The Centers for Disease Control and Prevention warned the public on Thursday that up to 75 members of its Atlanta staff may have been accidentally exposed to live anthrax bacteria.
According to their statement, several samples of anthrax were transported to low-security laboratories in Atlanta without being properly treated. Believing the samples to be safe, researchers handled the still-active anthrax without taking adequate precautions. (Via WWBT)
The CDC discovered the anthrax on June 13, and the agency immediately put the exposed workers on protective antibiotics. Officials say the risk of infection is very low, and "other CDC staff, family members, and the general public are not at risk of exposure."
A lethal airborne disease, anthrax is infamous for its attempted use as a biological weapon. In 2001, anthrax letter bombs infected 22 people with the disease shortly after the 9/11 attacks.
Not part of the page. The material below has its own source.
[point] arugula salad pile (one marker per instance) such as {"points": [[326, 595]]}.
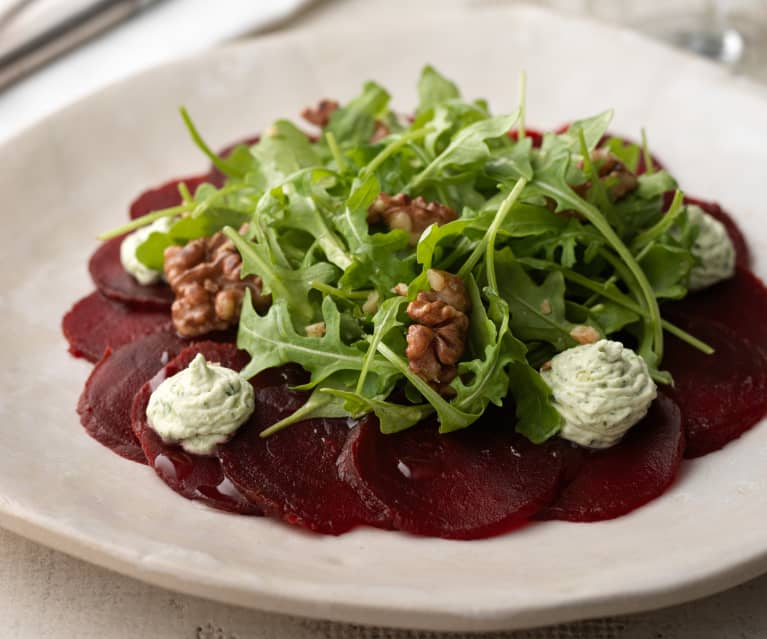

Five people were killed and tens of thousands put at risk of exposure during that attack. (Via NBC)
A chemical weapons expert told CNN this outbreak shouldn't be nearly as dangerous.
"We're assuming that, since this was at the CDC, they know the nature of the strain and they know that it could be susceptible to antibiotic treatment, so that's all good news."
The CDC is currently conducting an internal review to find out what went wrong. The agency says it will take disciplinary action if necessary if the safety protocols for handling anthrax weren't followed.